If you’re not using the command line interpreter, then the command line interpreter metacharacters mean nothing


A customer observed that the parameters passed to Create­Process were not being interpreted correctly.

char commandLine[] = "reg.exe query "
                     "HKLM\\SYSTEM\\CurrentControlSet\\"
                     "Enum\\HID\VID_0461^&PID_4D15";
CreateProcess(NULL, commandLine, ...);

The process is created successfully, but it prints the message ERROR: The system was unable to find the specified registry key or value.. Why aren't the parameters being parsed correctly by Create­Process? They work fine if I paste them into a command prompt.

This is a variation of the problem we saw a few years ago. Back then, we had a string with command line redirection metacharacters, but since we were passing them directly to Create­Process, the command interpreter never got a chance to interpret them. Here, we have a string that contains an ampersand, which has special meaning to the command interpreter, so we escaped it so that the command interpreter won't try to treat it as command separator. But then we passed it directly to the Create­Process function without ever invoking the command processor.

It's like exchanging your U.S. dollars for Canadian dollars because you think you're going to drive through Canada, and then deciding to take the southern route instead, and then wondering why the Canadian money doesn't work. You went to the extra effort of converting the string into a form that will survive a journey you never sent it on!

If you're going to munge the string so that you get the desired end result after it travels through the command interpreter, then you need to send it through the command interpreter. Or more preferably, cut out the middle man and don't bother munging it in the first place.

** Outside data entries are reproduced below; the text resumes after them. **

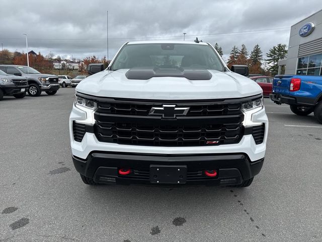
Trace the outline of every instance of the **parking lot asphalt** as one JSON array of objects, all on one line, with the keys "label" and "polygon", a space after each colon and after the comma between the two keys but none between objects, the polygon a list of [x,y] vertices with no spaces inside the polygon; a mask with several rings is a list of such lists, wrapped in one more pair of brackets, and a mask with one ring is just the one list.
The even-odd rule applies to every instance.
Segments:
[{"label": "parking lot asphalt", "polygon": [[71,160],[73,88],[0,102],[0,241],[322,241],[322,125],[269,98],[246,188],[89,186]]}]

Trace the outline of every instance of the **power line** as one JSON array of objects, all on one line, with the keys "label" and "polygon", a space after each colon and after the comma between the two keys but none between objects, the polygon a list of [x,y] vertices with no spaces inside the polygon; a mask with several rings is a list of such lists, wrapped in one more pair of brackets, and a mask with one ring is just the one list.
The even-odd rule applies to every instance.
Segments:
[{"label": "power line", "polygon": [[[243,31],[235,31],[235,32],[227,32],[222,33],[214,33],[211,34],[191,34],[186,35],[186,37],[195,37],[195,36],[211,36],[213,35],[234,35],[236,34],[257,34],[269,33],[275,31],[284,31],[289,30],[290,27],[285,28],[276,28],[274,29],[259,29],[255,30],[246,30]],[[163,39],[163,38],[182,38],[182,35],[173,35],[173,36],[147,36],[143,38],[139,37],[127,37],[127,38],[109,38],[109,40],[127,40],[129,39],[135,40],[147,40],[149,39]],[[1,38],[1,39],[21,39],[21,38]],[[89,38],[89,39],[80,39],[80,38],[29,38],[29,40],[47,40],[47,41],[106,41],[107,38]]]}]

If you're going to prepare a string for a journey, you need to send it on that journey.

Comments (15)
  1. Owen says:

    This comes up periodically in Unix circles, too: people passing command lines (with variables, quoting, redirection, and other shell features) to fork+exec wrappers that don't invoke a shell (such as Python's subprocess.call function). I feel like the distinction between "OS services" like process creation and "shell services" like command-line processing is lost on a few too many folks…

  2. Mason Wheeler says:

    OK then, to ask the obvious question: if CreateProcess doesn't work in this context, what is the correct way to programatically execute an arbitrary DOS shell command from the Windows API?

  3. GrumpyYoungMan says:

    @Mason Wheeler

    Spawn a command processor instance and feed the shell command to it.  Review the command line parameters for cmd.exe for specifics.

  4. NB says:

    The "system" CRT function might be useful.

  5. Maurits says:

    Or just use RegQueryValueEx directly.

  6. Kevin says:

    @Owen: I'm pretty sure that's just people who spent too much time mucking about with system(3) and popen(3).  The former is a joke because it blocks the calling process and the latter is easily deadlocked if you don't know what you're doing, so I'm not quite sure why we teach people about them…

  7. Myria says:

    @Mason: GetEnvironmentVariableW(L"ComSpec"), then use that as the first parameter of CreateProcessW, the executable path.  For the second parameter, the command line, initially set it to the same as the first parameter.  However, if the executable path has a space, put double quotes around it.  To this string, add a space and parameter /c, then add whatever else you want.  For example, these:

    lpApplicationName = C:WindowsSystem32cmd.exe

    lpCommandLine = C:WindowsSystem32cmd.exe /c echo hello batch world

    lpApplicationName = C:Program Files (x86)Some Silly Cmd Replacementsillycmd.exe

    lpCommandLine = "C:Program Files (x86)Some Silly Cmd Replacementsillycmd.exe" /c echo hello batch world

  8. ErikF says:

    @Kevin: Obviously it's because C is too hard, so you should let a shell script do the heavy lifting. :-)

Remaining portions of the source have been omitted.